The Committee’s role throughout the two days was a mix of penetrating questions that stayed on task and challenged presenters to back their arguments, clarify and support their conclusions as to both the necessity and even the applicability of chimpanzee use to human health. Still, the questions of other members appeared biased in the foregone conclusion that chimpanzees and all animal models are valid.
Fortunately, public and NEAVS’ criticism of the original Committee composition led to the inclusion of some new members with less direct or vested interest in the animal model.

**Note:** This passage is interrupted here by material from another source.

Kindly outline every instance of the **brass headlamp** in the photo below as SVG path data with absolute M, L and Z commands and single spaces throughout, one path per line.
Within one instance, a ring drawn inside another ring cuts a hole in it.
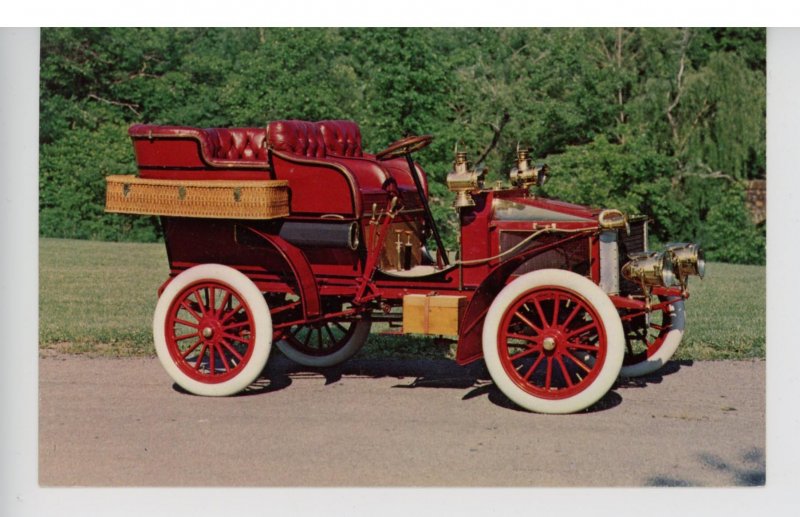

These members are proving extremely important in raising public confidence that the Committee may be able to reach an objective conclusion and may minimize the impact of “old school” researchers who resist progress.
We can only hope that the Committee finds with us that the use of chimpanzees in research is neither necessary nor productive for human health. If that happens, we can only hope that NIH heeds the Committee’s recommendations. There are too many reasons not to: 1,000 chimpanzees in U.S. laboratories and millions of humans suffering from diseases for which effective research is long overdue.
The Committee initially convened on April 5th and expects to issue its final report by the end of 2011.